[Python-ideas] prefix/suffix for bytes (was: New explicit methods to trim strings)

8 Mar 2020

      On 07Mar2020 15:01, Christopher Barker <pythonchb@gmail.com> wrote:
...
On Fri, Mar 6, 2020 at 5:54 PM Guido van Rossum <guido@python.org> wrote:
...
(Since bytes may be used for file names I think they should get this 
new capability too.)
...
I don’t really care one way or another, but is it really still the 
case that bytes need to be used for filenames? For uses other than just passing
them around?
Yes, Linux in particular does not guarantee that file names are using any
particular encoding (let alone a consistent encoding for different files).
The only two bytes that are special are '\0' and '/'.
I *think* I understand the issues. And I can see that some software would
need to work with filenames as arbitrary bytes. But that doesn't mean that
you can do much with them that way.
Given that the entire UNIX filename API is bytes, I think this isn't 
very true.
...
I can see filename.split(b'/') for instance, but how could you strip a
prefix or suffix without knowing the encoding?
Well, directly:

    filename.cutsuffix(b'.abc')

But more seriously, you're either treating them as bytes with no 
particular encoding and the above just means "remove these 4 bytes" or 
you do know the encoding and are working with strings, so you'd either 
have a string andcut a string, or have bytes and cut the value 
'.abc'.encode(encoding=known_encoding).

Things like listdir are dual mode: call it with a bytes directory name 
and you get bytes results, call it with a string directory name and you 
get string results. There's some funky encoding accomodation in there 
(read the docs, it's a little subtlety to do with returning strings 
which didn't decode cleanly from the underlying bytes).
...
filename.strip_suffix(b'.txt') would only work for ASCII-compaitble
encodings.
Or b'.txt' is your known bytes encoding of some known string suffix in 
your working encoding.

But like the other string-like bytes methods, I think there's a good 
case for supporting bytes prefixes and suffixes; it is just a matter of 
using the correct bytes affix in the regime you're working in. Might not 
be filenames, either.
...
There's no way around the fact that you have to make SOME
assumptions about the encoding if you are going to do anything other than
pass it around or work with the b'/' byte.
They needn't be assumptions; all code has some outer context.
...
And if that's the case, then you
might as well decode and use 'surrogateescape' so the program won't crash.
Ah, I see you've encountered the listdir-return-string stuff already 
then.
...
Getting OT, but I do wonder if we should continue to support (and therefor
encourage) the use of bytes in inappropriate ways.
I think there's plenty of reasonable bytes actions which look a lot like 
string actions, and are not confusing. Consider this contrived example:

    payload_bytes = packet_bytes.cutprefix(header_bytes)
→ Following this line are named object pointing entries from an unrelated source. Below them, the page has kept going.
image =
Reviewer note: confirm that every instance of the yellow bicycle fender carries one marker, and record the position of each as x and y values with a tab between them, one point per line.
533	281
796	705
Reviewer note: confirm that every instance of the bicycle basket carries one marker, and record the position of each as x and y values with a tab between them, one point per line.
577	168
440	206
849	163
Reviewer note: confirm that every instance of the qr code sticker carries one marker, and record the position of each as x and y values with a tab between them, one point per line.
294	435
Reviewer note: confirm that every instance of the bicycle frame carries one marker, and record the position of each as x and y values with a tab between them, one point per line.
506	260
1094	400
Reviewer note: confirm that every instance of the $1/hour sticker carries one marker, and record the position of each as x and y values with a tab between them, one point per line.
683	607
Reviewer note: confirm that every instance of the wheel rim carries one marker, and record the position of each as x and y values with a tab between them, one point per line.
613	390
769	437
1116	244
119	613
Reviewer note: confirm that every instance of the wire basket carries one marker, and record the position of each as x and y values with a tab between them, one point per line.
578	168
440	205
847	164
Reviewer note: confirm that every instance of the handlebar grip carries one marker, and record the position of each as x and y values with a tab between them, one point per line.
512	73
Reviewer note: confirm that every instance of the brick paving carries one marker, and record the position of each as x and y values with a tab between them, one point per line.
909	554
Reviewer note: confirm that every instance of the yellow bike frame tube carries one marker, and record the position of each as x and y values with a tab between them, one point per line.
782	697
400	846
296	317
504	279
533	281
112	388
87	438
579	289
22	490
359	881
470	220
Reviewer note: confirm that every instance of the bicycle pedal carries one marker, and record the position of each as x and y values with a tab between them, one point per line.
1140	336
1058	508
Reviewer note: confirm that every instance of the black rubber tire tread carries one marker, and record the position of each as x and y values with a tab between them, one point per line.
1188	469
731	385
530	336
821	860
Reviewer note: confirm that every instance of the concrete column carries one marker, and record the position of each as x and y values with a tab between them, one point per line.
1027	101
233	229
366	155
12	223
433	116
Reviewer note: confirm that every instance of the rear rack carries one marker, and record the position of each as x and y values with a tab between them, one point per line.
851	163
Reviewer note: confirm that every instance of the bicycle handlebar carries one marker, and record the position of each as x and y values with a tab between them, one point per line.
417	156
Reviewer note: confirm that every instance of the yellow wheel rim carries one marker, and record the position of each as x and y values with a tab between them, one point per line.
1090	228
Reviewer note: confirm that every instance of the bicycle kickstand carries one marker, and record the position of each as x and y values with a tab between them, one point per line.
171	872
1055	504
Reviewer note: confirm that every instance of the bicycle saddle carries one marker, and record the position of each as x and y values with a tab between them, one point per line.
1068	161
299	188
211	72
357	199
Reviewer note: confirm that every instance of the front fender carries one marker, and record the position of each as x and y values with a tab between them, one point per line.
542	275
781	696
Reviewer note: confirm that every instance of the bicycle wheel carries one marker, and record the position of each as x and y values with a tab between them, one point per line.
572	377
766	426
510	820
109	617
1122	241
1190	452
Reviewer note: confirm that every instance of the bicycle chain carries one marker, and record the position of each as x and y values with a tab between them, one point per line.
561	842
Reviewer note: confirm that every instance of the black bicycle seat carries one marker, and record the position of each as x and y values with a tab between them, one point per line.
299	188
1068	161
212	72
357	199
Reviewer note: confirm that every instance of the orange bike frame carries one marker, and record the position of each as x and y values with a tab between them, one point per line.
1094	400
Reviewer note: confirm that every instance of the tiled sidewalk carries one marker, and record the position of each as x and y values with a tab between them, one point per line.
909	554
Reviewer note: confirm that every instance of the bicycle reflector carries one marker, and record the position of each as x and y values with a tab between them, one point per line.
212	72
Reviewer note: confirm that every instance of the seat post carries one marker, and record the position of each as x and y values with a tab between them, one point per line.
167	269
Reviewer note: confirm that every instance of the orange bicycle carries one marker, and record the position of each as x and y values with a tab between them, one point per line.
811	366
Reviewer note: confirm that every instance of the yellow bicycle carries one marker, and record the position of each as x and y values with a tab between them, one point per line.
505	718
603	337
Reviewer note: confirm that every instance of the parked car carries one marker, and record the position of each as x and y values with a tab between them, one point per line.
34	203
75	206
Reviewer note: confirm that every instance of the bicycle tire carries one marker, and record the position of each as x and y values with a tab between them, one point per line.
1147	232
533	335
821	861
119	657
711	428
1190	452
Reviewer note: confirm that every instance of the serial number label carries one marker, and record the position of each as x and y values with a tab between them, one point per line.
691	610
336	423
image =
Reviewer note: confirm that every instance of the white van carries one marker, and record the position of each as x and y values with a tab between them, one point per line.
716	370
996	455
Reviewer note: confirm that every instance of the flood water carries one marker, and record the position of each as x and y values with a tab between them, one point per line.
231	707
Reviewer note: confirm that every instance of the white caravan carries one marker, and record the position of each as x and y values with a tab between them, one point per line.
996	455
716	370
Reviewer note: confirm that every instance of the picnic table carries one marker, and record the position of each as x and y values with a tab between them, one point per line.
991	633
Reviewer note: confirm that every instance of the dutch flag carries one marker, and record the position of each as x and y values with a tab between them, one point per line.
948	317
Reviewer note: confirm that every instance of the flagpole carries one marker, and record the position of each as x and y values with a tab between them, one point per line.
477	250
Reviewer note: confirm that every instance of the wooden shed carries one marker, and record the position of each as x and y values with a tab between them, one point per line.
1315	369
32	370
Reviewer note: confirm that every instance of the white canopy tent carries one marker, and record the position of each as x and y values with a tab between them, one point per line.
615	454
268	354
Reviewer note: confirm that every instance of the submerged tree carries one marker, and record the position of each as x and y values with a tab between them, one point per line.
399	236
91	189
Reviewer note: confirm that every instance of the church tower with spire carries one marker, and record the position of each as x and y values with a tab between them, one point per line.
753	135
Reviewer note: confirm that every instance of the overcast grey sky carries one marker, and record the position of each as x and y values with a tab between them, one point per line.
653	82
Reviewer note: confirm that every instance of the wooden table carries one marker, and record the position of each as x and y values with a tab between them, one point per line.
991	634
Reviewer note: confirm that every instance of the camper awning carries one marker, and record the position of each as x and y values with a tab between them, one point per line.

There was an interesting writeup by a guy involved in the mercurial 
Python 3 port where he discusses the pain which came with the bytes type 
lacking a lot of the string support methods when Python 3 first came 
out. He suggests a lot of things would have gone far smoother with 
these, as Mercurial had a lot of filenames-as-bytes-strings inside. Here 
we are:

    https://gregoryszorc.com/blog/2020/01/13/mercurial%27s-journey-to-and-reflec...

Personally I lean the other way, and welcomed the initial lack of 
stringish methods as a good way to uncover bytes mistakenly used for 
strings. But I see his point.

Cheers,
Cameron Simpson <cs@cskk.id.au>